Thomas Tauber-Marshall has posted comments on this change. ( 
http://gerrit.cloudera.org:8080/14824 )

Change subject: IMPALA-9199: Add support for single query retries on cluster 
membership changes
......................................................................


Patch Set 24:

(16 comments)

http://gerrit.cloudera.org:8080/#/c/14824/24/be/src/runtime/coordinator.cc
File be/src/runtime/coordinator.cc:

http://gerrit.cloudera.org:8080/#/c/14824/24/be/src/runtime/coordinator.cc@937
PS24, Line 937: RETURN_IF_ERROR(
This isn't valid. (and you have similar issues elsewhere)

As far as I can tell, the only way that this returns is if we decide to retry 
the query and then Thread::Create returns an error, but even in that case we 
need to still finish this function and eg. call UpdateExecState below with the 
original error status.

In general, errors related to failing to retry aren't ever going to be overall 
query errors, and we'll always need to finish whatever processing we were doing 
for the original query, so probably all we need to do is log any errors from 
TryQueryRetry and move on. It may even be best to log the errors from within 
TryQueryRetry and not have it even return anything.


http://gerrit.cloudera.org:8080/#/c/14824/24/be/src/runtime/query-driver.h
File be/src/runtime/query-driver.h:

http://gerrit.cloudera.org:8080/#/c/14824/24/be/src/runtime/query-driver.h@1
PS24, Line 1: // Licensed to the Apache Software Foundation (ASF) under one
The distinction isn't that clear, but it might make more sense to put this in 
/be/src/service, since right now its:

impala-server (src/service) -> query-driver (src/runtime) -> 
client-request-state (src/service) -> coordinator (src/runtime)


http://gerrit.cloudera.org:8080/#/c/14824/24/be/src/runtime/query-driver.h@39
PS24, Line 39: QueryHandle
I think this name is confusing, esp. since there's already a QueryHandle in 
beeswax. Its really more of a ClientRequestStateHandle, though that's wordy. 
Maybe CRSHandle? ClientRequestHandle?

It might even be worth renaming ClientRequestState, since if anything the 
QueryDriver is what really holds the current state of the client request. Maybe 
QueryInstance?
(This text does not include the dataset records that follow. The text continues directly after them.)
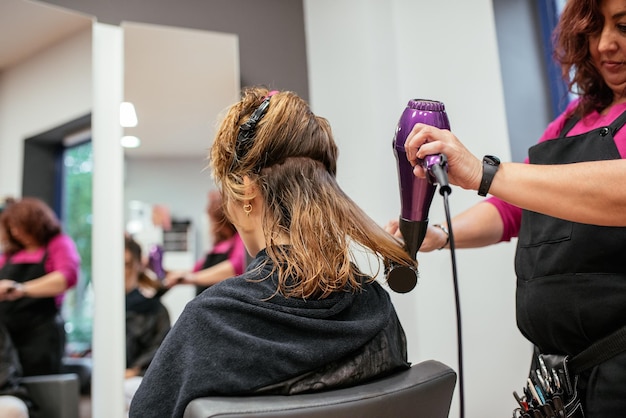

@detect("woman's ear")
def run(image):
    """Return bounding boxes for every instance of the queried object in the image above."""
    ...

[243,176,259,203]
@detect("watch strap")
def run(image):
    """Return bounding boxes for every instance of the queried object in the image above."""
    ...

[478,155,500,196]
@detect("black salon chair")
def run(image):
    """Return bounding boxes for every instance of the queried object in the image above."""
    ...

[184,360,456,418]
[22,373,80,418]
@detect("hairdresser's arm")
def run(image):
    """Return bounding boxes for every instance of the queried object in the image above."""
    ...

[385,202,503,253]
[405,124,626,226]
[0,271,67,300]
[163,260,235,288]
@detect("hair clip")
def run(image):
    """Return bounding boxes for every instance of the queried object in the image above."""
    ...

[231,90,278,170]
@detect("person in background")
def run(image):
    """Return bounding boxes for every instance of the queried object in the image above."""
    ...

[130,88,417,418]
[0,197,80,376]
[388,0,626,418]
[163,190,246,294]
[0,324,35,418]
[124,236,171,407]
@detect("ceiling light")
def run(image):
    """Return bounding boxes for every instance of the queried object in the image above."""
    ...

[120,102,137,128]
[120,135,141,148]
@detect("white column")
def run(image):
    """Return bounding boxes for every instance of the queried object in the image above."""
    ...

[92,22,126,418]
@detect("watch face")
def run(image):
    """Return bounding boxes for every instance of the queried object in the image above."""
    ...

[483,155,500,165]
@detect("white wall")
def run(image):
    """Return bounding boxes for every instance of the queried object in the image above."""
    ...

[0,28,92,197]
[304,0,530,418]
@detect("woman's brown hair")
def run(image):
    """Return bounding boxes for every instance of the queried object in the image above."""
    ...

[0,197,61,255]
[553,0,614,117]
[210,88,417,298]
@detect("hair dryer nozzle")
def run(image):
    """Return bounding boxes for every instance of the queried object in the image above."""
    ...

[398,218,428,260]
[387,265,417,293]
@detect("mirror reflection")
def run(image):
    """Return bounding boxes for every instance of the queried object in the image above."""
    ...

[0,0,239,417]
[122,23,239,321]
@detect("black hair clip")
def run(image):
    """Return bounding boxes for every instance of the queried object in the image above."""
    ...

[231,96,272,169]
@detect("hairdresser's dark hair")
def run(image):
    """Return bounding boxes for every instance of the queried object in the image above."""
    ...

[553,0,614,117]
[0,197,61,255]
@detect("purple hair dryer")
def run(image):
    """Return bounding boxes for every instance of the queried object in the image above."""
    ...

[387,99,450,293]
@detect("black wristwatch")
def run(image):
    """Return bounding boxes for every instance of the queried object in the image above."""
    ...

[478,155,500,196]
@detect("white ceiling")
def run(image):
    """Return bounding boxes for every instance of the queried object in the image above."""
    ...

[0,0,92,71]
[0,0,239,158]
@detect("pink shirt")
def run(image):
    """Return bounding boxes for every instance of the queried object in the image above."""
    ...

[0,234,80,304]
[193,233,247,276]
[486,100,626,241]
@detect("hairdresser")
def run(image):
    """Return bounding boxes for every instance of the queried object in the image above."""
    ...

[0,198,80,376]
[390,0,626,418]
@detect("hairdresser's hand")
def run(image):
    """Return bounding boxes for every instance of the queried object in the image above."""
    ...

[404,123,482,191]
[163,271,193,289]
[0,279,24,301]
[385,219,448,253]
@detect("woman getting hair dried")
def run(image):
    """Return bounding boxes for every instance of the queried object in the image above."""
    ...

[130,88,417,417]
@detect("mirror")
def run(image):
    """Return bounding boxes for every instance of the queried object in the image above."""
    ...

[122,22,240,321]
[0,0,239,416]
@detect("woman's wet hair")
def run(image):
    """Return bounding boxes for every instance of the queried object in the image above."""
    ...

[210,87,416,297]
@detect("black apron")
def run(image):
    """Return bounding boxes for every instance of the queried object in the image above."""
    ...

[515,112,626,418]
[0,253,65,376]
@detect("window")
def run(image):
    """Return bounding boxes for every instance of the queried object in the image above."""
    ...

[62,141,93,356]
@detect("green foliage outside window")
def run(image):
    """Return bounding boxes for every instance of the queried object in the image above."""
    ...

Not a huge deal though


http://gerrit.cloudera.org:8080/#/c/14824/24/be/src/runtime/query-driver.h@82
PS24, Line 82: /// *Transparent* Query Retries:
Not a huge deal in this patch since it's still hidden behind a flag and 
experimental, but I think that we should be cautious about saying that this is 
completely transparent, since it does change what clients see, potentially in 
ways that could break existing clients (eg. if you call GetRuntimeProfile() and 
then do an assert that the returned profile has the same query_id as what you 
requested, turning this on could cause that assert to fail).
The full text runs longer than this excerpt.